High-scoring guard Mark McLaughlin commits to Huskies
Mark McLaughlin, who scored 28.4 points per game last season at Tacoma Community College, will play for the Washington Huskies.
Seattle Times staff reporter
Mark McLaughlin has dreamed about playing at Washington since he was 10 years old.
McLaughlin, who played this season at Tacoma Community College, admits he's been immature and has made a slew of mistakes that have forced him to take an unusual path to Montlake.
He's been connected to six different schools the past five years, before culminating a strange and well-traveled journey Tuesday night when he agreed to play for the Huskies next season.
"There were plenty of times, plenty of nights where I was like, 'Man, when are things going to go right,' because it was tough a couple of years," he said. "It was tough figuring out things.
"I was just like, 'Man, I don't know if it's going to happen or what's going to happen.' I just kept pushing and finally made it through."
Given his history of broken promises, McLaughlin understands questions about whether he plans to keep his UW commitment.
He credits his son, Jaylen, who turns 3 this month, for helping turn around his life and making it possible to fulfill a lifelong dream.
"I've grown up," McLaughlin said. "I've learned a lot about becoming a man, and men stick with their commitments. They don't go back on them. I wouldn't want my son to go back on something he told me.
"I know I had a rough past but all I can do is keep on persevering from what I did this year and continue to show people that I'm maturing. That's really all I can do."
McLaughlin's basketball odyssey began after a standout junior year at Inglemoor High.
The 6-foot-6, 200-pound guard committed to Washington State in July 2007, but changed his mind and signed with Nevada in November. When Wolf Pack coach Mark Fox left for Georgia, McLaughlin was released from a binding letter of intent.
He quit the Inglemoor team in January 2008 and spent the 2008-09 season at a New Hampshire prep school. McLaughlin signed with Baylor in 2009 and spent a month at the Waco, Texas, school before leaving the program, citing a desire to be closer to his son, who lived with his mother in the Puget Sound area.
McLaughlin transferred to Seattle University and redshirted the 2009-10 season. The following year, McLaughlin played sparingly and averaged 7.2 points in 17.8 minutes in 17 games.
After the season, he quit again.
"I was just really immature," McLaughlin said. "(Coach Cameron Dollar) is a great guy and he's a great coach. It was on me. I wasn't mature enough to be successful there. I didn't work as hard as I'm working now. It was just a humbling experience. I just felt like I grew up tremendously. It just didn't work out. It wasn't anybody's fault but mine. I had to grow up and had to start working harder."
Needing a basketball home, he reconnected with old friend Carl Howell, the coach at Tacoma Community College.
"When he started out at TCC, he started with a clean slate," Howell said. "I've known Mark since he was 15 years old and known his family. The only thing I've ever known is they are great people and he's always been good with me."
McLaughlin led the nation with a 28.4-point scoring average during the regular season. He shot 51 percent from the field, 38 percent on three-pointers and 83.5 percent at the line.

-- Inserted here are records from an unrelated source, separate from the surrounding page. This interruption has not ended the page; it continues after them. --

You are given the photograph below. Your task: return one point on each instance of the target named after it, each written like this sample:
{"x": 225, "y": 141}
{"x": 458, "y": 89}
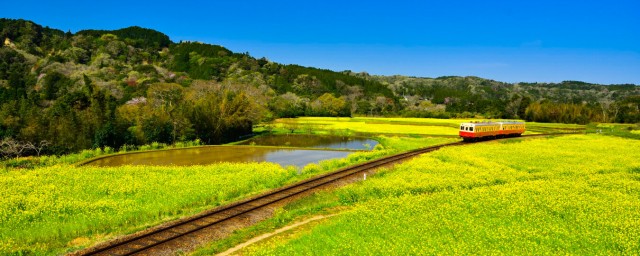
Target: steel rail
{"x": 140, "y": 242}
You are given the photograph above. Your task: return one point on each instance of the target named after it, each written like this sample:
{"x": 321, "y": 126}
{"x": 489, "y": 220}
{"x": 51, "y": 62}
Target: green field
{"x": 55, "y": 209}
{"x": 397, "y": 126}
{"x": 51, "y": 206}
{"x": 576, "y": 194}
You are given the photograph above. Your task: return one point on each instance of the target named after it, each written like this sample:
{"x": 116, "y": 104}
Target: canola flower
{"x": 565, "y": 195}
{"x": 60, "y": 208}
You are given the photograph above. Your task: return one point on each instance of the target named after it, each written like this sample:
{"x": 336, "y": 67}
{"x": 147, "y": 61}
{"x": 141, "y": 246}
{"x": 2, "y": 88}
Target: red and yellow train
{"x": 474, "y": 131}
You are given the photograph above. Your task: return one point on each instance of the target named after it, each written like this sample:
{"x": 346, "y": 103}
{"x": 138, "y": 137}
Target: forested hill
{"x": 98, "y": 88}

He also averaged 8.1 rebounds and 2.8 assists.
"He put our team on his back, took us to a championship and he's been a class act the whole time," Howell said. "That speaks volumes to his maturity level."
McLaughlin was named the Northwest Athletic Association of Community Colleges Western Region MVP and led TCC to a 26-5 record and its first NWAACC championship since 2002.
Gonzaga, Oregon State, West Virginia, Hawaii, Boise State and Portland State expressed interest, but McLaughlin had his eye on Washington.
The Huskies had to wait to learn if their two stars — Terrence Ross and Tony Wroten Jr. — were returning before making an offer. Once the two players chose to leave early for the NBA, McLaughlin got the call he'd been waiting for.
"I always wanted an opportunity to play for them," he said. "It's just a blessing that they gave me the opportunity."
McLaughlin, who turns 22 on April 22, has two years of eligibility remaining.
"Mark compares favorably to Tre Simmons," Howell said, referring to the former UW star who spent two years at Green River Community College before he earned first-team all-Pac-10 honors in 2005.
"They're similar size. Tre was probably a better pure shooter from the three-point line, Mark's game is more diverse. He's a better passer and a better scorer off the dribble. Mark has all the tools to be successful at that level."
• Freshman guard Andrew Andrews underwent hip surgery last Friday, and junior center Aziz N'Diaye (left wrist) also will need surgery, coach Lorenzo Romar said.